Kritiker, darunter die ehemalige CDU-Politikerin Erika Steinbach, verurteilen das Vorgehen der Partei scharf. Steinbach warf dem zuständigen Bezirksverband vor, Demokratie scheine für ihn "ein Fremdwort" zu sein.
Der Vorfall in Biebesheim nahm seinen Lauf, als CDU-Vertreter bei einer Kommunalwahl mit der AfD zusammenarbeiteten. Durch ihre gemeinsame Unterstützung erhielt die AfD einen Posten im Gemeindevorstand. Die hessische CDU-Führung leitete daraufhin Parteiausschlussverfahren gegen die verantwortlichen Mitglieder ein.

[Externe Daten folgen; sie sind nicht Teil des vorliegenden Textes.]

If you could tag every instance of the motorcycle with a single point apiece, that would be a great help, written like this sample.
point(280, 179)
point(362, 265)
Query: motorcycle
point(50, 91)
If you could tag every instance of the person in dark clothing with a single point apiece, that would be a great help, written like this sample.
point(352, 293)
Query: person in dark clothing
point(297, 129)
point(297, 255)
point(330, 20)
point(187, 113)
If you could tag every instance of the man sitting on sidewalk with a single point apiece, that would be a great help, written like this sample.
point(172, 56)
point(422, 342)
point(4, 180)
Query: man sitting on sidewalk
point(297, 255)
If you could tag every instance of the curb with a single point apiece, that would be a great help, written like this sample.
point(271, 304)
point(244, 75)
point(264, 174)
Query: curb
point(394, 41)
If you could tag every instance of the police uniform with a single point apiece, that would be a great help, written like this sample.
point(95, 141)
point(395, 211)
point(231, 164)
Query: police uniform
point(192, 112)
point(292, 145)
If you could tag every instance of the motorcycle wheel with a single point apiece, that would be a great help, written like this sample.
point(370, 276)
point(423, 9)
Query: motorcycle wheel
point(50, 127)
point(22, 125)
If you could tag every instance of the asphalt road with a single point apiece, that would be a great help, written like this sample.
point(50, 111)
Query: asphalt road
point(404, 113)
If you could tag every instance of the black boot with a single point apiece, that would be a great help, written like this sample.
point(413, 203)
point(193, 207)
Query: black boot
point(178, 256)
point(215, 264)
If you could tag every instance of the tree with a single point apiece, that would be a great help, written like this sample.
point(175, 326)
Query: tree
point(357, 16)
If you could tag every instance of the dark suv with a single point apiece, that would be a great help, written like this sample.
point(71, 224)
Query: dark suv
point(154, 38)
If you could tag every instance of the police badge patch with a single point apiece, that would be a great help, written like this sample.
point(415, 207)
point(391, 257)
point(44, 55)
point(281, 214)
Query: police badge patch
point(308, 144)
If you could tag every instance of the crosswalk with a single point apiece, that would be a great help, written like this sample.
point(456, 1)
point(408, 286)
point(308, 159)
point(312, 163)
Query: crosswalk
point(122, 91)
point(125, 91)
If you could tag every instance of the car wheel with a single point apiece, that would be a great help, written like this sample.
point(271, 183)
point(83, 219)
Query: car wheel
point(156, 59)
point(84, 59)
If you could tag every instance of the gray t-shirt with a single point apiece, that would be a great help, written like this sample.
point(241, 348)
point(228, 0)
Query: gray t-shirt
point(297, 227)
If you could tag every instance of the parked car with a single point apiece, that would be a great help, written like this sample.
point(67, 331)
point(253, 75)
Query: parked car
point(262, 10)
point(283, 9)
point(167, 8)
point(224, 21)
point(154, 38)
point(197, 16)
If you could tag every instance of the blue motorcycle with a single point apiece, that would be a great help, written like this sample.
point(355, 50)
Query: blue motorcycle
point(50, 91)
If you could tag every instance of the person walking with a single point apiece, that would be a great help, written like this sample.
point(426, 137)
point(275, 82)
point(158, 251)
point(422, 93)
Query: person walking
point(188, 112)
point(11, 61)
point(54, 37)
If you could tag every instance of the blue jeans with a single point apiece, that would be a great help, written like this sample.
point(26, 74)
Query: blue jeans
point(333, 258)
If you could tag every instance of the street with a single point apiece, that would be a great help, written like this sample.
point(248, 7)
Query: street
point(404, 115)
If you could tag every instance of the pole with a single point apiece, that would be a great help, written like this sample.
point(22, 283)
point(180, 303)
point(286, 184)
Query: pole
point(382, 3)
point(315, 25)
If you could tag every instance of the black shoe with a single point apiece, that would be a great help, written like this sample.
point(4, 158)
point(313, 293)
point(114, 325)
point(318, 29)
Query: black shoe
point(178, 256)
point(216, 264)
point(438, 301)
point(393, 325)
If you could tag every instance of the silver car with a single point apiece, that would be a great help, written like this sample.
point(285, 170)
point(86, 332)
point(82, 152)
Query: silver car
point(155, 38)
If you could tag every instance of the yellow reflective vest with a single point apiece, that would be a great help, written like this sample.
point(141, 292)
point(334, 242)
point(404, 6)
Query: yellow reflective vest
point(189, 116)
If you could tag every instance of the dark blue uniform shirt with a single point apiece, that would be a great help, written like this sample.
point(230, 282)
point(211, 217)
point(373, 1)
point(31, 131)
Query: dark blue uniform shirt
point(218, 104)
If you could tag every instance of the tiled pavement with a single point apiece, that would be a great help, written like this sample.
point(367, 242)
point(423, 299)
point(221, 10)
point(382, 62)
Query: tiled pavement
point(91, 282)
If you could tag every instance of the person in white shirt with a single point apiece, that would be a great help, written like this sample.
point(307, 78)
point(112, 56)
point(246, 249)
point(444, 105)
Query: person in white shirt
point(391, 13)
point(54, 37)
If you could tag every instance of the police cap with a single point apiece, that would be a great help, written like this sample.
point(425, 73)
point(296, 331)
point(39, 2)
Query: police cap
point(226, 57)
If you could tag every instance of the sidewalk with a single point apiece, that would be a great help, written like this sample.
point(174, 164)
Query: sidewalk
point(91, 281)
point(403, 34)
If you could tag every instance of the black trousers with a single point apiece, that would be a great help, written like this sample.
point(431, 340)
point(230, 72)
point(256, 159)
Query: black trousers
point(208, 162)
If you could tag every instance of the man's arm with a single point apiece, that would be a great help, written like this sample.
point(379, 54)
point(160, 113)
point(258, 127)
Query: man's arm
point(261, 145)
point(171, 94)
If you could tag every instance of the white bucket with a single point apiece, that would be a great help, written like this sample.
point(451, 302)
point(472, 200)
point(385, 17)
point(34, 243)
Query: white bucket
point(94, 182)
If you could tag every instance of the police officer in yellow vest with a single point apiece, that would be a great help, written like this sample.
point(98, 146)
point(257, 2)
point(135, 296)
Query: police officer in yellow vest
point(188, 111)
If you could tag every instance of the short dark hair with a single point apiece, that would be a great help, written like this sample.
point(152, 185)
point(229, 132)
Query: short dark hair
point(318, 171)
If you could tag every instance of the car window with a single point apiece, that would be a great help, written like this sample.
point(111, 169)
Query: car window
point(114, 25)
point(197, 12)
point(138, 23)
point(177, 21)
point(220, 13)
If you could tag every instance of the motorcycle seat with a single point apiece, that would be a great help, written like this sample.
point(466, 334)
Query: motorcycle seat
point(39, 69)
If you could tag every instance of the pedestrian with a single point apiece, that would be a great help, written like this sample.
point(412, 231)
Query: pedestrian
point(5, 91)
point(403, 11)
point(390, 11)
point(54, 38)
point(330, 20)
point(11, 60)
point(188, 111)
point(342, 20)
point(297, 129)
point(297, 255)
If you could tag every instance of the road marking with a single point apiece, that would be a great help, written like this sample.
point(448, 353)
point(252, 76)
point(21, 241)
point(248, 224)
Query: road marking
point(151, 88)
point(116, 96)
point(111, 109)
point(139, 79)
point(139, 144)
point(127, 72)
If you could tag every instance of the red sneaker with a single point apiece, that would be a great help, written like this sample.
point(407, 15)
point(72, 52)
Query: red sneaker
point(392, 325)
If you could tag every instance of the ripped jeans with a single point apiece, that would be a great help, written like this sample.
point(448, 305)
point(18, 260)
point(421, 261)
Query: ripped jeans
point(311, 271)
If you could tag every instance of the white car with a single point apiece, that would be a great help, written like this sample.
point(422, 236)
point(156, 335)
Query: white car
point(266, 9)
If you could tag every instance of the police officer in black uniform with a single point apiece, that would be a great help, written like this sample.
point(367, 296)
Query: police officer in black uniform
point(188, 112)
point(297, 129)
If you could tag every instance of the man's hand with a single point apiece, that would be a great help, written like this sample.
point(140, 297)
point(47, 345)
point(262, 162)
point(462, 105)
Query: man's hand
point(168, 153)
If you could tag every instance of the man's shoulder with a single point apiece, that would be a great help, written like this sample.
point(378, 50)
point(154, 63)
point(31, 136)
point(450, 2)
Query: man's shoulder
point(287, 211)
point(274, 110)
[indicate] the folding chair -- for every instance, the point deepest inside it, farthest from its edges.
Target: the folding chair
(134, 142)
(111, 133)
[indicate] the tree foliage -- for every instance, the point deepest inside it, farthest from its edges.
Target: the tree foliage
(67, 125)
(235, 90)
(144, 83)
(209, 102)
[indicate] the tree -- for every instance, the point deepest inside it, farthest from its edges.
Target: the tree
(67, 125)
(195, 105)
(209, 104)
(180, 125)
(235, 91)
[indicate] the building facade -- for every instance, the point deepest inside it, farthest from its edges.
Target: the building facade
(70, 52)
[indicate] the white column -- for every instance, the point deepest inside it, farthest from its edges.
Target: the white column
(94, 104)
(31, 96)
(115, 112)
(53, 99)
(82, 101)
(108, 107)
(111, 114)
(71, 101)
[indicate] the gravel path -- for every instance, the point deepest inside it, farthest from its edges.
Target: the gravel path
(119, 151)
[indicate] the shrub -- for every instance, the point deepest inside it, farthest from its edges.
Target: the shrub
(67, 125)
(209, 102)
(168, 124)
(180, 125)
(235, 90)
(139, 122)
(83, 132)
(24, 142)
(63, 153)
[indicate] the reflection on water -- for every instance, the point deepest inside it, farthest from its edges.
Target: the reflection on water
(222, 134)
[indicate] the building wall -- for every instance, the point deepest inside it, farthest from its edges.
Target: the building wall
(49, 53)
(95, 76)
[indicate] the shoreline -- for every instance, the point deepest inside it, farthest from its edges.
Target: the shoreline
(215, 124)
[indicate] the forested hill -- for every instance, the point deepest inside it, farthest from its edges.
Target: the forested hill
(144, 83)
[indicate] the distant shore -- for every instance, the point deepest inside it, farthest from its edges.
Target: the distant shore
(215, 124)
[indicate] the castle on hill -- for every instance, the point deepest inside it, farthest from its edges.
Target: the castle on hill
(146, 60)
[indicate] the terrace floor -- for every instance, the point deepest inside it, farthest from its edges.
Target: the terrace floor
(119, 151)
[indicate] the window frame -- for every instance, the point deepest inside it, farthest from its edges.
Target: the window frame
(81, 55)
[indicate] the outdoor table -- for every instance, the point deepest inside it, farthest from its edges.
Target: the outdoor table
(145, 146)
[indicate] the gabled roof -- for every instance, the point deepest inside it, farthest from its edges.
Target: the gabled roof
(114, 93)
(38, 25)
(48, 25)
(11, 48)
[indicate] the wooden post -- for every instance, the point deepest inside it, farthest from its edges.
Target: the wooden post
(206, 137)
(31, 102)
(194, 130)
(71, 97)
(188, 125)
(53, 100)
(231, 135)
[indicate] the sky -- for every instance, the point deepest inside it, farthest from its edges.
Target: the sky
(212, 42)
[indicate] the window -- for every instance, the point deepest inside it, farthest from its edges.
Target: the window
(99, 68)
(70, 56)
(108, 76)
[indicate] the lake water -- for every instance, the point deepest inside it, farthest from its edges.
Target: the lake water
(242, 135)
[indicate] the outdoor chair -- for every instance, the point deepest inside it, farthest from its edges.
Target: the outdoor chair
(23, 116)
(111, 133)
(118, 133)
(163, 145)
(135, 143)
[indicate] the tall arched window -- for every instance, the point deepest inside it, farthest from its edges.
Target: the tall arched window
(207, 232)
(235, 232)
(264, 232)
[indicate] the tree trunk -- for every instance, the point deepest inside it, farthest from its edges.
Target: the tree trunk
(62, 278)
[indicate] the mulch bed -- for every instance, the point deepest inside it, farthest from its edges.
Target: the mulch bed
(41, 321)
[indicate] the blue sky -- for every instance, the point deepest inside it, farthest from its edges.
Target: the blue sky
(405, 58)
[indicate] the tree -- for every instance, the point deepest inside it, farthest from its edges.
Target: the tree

Unterdessen gewinnt die AfD weiter an Boden. Der Abgeordnete Ruben Rupp verwies auf die wachsende Popularität der Partei und argumentierte, ihr Einfluss nehme stetig zu. Ein weiterer AfD-Politiker, Richard Graupner, warnte, die CDU riskiere, eher durch ihre Ausgrenzungspolitik als durch eigene Inhalte definiert zu werden.
Die sogenannte "Brandmauer"-Strategie der CDU, die die AfD von der Macht fernhalten soll, gerät zunehmend unter Druck. Umfragen zeigen, dass die Mehrheit der Wähler etablierter Parteien diese Taktik ablehnt. Selbst innerhalb der CDU wird ihre Wirksamkeit – insbesondere von Politikern in den ostdeutschen Bundesländern – infrage gestellt.
Mit der wachsenden Wählerbasis der AfD wird eine Zusammenarbeit mit den etablierten Parteien immer schwerer zu umgehen. Die zunehmende Stärke der Partei auf kommunaler und regionaler Ebene zwingt die traditionellen Parteien, ihre Haltung zu überdenken.
Die Parteiausschlussverfahren in Biebesheim markieren einen Wendepunkt im Umgang der CDU mit der AfD. Da die "Brandmauer" bröckelt, wächst der Druck – sowohl von innen als auch von außen. Wie die CDU darauf reagiert, könnte die deutsche Politik in den kommenden Jahren prägen.